Calculating the net present value of a project is a way of working out whether the benefits of the project outweigh its costs.

In this case, the government calculated that closing the Renewables Obligation (RO) early is most likely to have a positive value of £160 million (in 2012 prices).

But as Dr Whitehead points out, using different assumptions in the calculation changes the outcome, with the potential for a loss of £100 million instead.

The benefits and costs are sensitive to different assumptions

The benefits and costs considered here are to society as a whole rather than just the government. In the government's best estimate, the value of benefits was calculated at £330 million—that's from freeing up resources that would otherwise be used to generate electricity.

Meanwhile, costs were put at £170 million. This is the cost of buying additional emissions allowances under the EU Emissions Trading Scheme due to higher carbon emissions.

After accounting for this cost, the net benefit to the UK economy is £160 million. This figure isn't totally comprehensive—it doesn't include changes to air pollution, for example—but is the government's best available estimate.

This assumes that cancelled onshore wind capacity is replaced by Combined Cycle Gas Turbine (CCGT) generators, which are relatively cheap and quick to build.

If you change that assumption it changes the value of the costs and benefits. The government looked at an alternative scenario, one where it based the estimated cost of replacing the onshore wind capacity on something called the "long run variable cost of electricity". This is the 'total' cost of providing an extra unit of electricity to consumers; the wholesale price, the cost of subsidies to generators, and the cost of transmitting that electricity to users.

This includes generation by renewables, nuclear, and fossil fuels, and in turn means that the cost of generation is higher than if that electricity was generated by CCGTs. This would lead to generation being more costly than if it was done by onshore wind.

Under this option, carbon emissions rise more they do in the CCGT scenario, which means that firms have to purchase more EU emissions allowances.

Add the two effects together and what was a benefit of £160 million becomes an overall cost of £100 million.

The government doesn't think this is the most likely outcome; it thinks that generation from CCGTs is the most likely to make up the shortfall.

More on the net present value—what do the £160 million and £100 million figures mean?

Projects often span multiple time periods, presenting costs and benefits at different points during their lifetimes.

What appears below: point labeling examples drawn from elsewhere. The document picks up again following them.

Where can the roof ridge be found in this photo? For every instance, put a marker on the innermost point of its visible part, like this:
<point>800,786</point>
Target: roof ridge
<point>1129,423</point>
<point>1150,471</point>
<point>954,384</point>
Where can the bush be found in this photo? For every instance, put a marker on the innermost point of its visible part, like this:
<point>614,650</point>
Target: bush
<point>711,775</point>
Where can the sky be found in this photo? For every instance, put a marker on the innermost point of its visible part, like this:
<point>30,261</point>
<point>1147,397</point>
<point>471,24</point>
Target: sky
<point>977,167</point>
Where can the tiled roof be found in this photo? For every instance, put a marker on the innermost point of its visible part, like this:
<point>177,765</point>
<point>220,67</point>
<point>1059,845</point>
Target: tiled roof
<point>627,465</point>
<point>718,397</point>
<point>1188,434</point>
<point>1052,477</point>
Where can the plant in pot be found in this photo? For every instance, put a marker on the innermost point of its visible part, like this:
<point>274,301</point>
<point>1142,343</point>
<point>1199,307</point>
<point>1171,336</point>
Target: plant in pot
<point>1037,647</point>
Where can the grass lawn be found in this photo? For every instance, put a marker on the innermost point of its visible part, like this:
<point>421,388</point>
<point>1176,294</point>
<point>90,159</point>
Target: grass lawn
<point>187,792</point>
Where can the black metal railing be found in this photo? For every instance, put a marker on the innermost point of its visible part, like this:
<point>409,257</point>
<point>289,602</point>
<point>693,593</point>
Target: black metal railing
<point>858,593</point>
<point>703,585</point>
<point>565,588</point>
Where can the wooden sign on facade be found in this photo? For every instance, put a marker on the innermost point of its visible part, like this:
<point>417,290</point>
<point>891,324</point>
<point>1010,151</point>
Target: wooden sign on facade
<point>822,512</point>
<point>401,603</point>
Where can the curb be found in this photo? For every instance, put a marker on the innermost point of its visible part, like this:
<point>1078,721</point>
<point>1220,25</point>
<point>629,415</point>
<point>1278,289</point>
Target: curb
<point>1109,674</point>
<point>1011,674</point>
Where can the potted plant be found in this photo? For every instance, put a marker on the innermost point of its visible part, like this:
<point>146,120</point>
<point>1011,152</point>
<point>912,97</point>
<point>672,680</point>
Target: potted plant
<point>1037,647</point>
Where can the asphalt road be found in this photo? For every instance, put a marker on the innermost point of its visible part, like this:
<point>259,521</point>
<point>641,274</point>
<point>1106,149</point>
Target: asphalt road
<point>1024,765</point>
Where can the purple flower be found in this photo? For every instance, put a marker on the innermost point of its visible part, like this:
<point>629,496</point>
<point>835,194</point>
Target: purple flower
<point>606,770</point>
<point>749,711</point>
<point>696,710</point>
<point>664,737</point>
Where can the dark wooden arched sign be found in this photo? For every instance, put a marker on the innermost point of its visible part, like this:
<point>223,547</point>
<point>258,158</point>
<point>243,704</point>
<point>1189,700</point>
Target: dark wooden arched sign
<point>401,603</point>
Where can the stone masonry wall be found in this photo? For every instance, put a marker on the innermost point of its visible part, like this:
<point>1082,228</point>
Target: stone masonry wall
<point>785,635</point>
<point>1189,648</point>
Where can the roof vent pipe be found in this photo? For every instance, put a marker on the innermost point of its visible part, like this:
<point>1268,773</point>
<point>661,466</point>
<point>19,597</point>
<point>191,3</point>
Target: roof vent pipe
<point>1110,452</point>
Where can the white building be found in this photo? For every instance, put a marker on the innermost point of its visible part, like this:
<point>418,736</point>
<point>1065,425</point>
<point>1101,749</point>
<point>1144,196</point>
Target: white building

For instance, a bridge requires money to be spent on its construction before it starts bringing benefits in the form of easier river crossings.

If we want to work out whether or not a project is worth it, we need to adjust for these differences in timing. Because people prefer to receive money sooner rather than later (generally people would rather be given £100 today than £100 in 3 months time), costs and benefits that occur sooner are 'weighted' more heavily than those that occur later.

If building a bridge across the Thames costs £1 million today, but brings £1 million worth of benefits next year, and the year after that, then it could be worth building it if we don't discount the future too heavily.

The "minus £100 million" estimate here is a net present value—the present value of costs, minus the present value of benefits. So that estimated "minus £100 million" doesn't mean the country would be worse off today by that amount, or that it'd be worse off by that amount in the future. It means that the stream of costs and benefits is equivalent to losing a sum of that amount today.